能力者達に囲まれ、次々にダメージを与えられてキメラも弱りつつある事を知ったアンナはスキルを使用してキメラの防御力を低下させ、能力者達の武器を強化する。
そして前衛の能力者達は持てる力をすべてキメラへと叩きこみ、無事にキメラを退治する事が出来たのだった。
―― 帰還・小さな恋が実る時 ――
「一応応急処置はしましたけど、あくまで応急処置ですからきちんと病院で手当してもらってください」
結城が男性能力者に言葉を投げかけると「わかった。ありがとう」と言葉を返してきた。ちゃんと自分で歩けたこと、そしてちゃんと喋れる事から大事に至る事はないだろうと能力者達は考えていた。
「貴方がまた顔を出してくれるのを楽しみに待っている人がいるんです。さぁ、帰りましょう」
獅月の言葉に「え?」と男性能力者は間の抜けた声を返す。
「そういえば小耳に挟んだんだけど、花屋の店員がお前を心配してるとか。会いに行ってやれば?」
宵藍の言葉に男性能力者は「え、あ、そ、その‥‥」と明らかな動揺を見せる。
「貴方が逃がした人たちも凄く心配していました。早く元気になって姿を見せて上げてくださいね」
バーシャの言葉に「分かった」と男性能力者は言葉を返してくる。
「‥‥‥‥」
アンナは無言のまま男性能力者の傷を指差す。おそらく『早く病院に連れて行った方がいい』という意味なのだろう。

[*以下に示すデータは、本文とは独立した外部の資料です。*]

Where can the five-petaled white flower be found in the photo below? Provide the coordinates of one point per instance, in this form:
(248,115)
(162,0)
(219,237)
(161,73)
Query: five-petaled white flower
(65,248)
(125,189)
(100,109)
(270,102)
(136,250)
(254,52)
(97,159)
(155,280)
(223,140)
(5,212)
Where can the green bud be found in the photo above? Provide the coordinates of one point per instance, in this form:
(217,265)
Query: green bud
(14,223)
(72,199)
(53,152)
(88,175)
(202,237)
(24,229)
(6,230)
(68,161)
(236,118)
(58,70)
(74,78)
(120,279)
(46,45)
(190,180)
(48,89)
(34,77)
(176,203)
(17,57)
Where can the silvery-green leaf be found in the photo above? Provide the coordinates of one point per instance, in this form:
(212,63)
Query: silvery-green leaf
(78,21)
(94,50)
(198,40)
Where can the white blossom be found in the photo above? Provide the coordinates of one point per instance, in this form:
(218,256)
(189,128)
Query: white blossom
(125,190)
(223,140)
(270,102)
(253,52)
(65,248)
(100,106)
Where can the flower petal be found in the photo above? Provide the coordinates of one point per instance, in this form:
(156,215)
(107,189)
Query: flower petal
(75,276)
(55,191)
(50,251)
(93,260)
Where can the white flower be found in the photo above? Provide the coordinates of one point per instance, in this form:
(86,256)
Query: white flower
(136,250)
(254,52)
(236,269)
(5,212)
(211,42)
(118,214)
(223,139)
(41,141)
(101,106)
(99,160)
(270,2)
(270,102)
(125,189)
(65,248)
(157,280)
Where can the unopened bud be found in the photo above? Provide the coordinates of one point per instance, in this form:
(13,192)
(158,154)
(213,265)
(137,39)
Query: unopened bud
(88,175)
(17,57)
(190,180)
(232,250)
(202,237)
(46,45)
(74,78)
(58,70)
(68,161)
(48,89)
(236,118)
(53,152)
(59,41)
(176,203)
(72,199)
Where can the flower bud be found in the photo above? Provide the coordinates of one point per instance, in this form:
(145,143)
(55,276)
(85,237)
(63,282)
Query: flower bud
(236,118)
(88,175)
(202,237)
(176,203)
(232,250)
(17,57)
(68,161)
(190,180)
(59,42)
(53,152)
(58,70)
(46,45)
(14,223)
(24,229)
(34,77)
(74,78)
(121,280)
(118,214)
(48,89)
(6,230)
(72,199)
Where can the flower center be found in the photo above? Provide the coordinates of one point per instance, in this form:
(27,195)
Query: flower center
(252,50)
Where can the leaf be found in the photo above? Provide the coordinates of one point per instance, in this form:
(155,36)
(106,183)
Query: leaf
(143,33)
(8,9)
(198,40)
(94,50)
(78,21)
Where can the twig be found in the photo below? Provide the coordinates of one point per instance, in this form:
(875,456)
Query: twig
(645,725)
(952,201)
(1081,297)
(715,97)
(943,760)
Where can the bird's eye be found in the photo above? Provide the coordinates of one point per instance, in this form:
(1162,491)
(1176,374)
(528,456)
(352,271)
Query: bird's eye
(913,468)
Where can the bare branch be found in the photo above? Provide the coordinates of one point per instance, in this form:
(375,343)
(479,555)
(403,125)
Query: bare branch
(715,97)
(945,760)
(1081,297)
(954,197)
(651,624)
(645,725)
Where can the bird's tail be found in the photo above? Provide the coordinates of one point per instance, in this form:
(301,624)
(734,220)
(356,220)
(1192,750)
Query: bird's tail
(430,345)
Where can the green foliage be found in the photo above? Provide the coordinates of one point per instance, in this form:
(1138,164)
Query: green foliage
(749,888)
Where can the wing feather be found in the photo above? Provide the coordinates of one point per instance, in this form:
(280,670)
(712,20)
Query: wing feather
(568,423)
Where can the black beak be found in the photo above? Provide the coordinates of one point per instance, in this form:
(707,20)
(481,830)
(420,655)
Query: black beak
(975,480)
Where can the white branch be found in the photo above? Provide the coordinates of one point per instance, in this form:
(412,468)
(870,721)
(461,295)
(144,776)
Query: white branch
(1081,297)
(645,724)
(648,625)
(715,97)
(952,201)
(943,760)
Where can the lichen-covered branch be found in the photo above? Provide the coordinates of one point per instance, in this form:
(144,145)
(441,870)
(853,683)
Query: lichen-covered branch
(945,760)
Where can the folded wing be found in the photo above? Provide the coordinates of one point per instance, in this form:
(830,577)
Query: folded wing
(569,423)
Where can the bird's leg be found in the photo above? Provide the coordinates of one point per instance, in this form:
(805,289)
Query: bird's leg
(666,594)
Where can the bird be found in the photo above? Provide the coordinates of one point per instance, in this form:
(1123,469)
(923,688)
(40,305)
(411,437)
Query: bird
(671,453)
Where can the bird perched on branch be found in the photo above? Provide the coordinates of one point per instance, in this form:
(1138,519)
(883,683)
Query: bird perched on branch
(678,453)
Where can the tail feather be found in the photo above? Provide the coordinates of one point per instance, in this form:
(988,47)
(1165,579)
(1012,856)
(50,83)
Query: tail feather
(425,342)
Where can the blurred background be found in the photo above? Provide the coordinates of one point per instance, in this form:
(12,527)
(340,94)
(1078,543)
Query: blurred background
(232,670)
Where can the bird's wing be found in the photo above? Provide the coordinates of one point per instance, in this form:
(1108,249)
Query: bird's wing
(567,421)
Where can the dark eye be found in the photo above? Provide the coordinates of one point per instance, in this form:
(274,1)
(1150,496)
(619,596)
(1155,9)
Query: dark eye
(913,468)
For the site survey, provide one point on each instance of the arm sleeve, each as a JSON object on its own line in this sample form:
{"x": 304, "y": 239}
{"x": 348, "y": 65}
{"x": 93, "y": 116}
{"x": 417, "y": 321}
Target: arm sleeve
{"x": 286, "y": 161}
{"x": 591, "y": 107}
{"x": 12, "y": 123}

その後、能力者達は高速艇に乗って本部へと帰還し、LHにある病院まで男性能力者を連れて行き、キメラ退治と救助成功の報告をしに向かったのだった。
後日、ふらりと花屋へ赴いた緑間が見たのは明らかに両想いであろう男性能力者と花屋の女性店員の姿。
「あれか、今日の占いにあった『馬に蹴られないように注意』というのは‥‥」
そう呟く緑間に2人が気づく事はなかったのだった。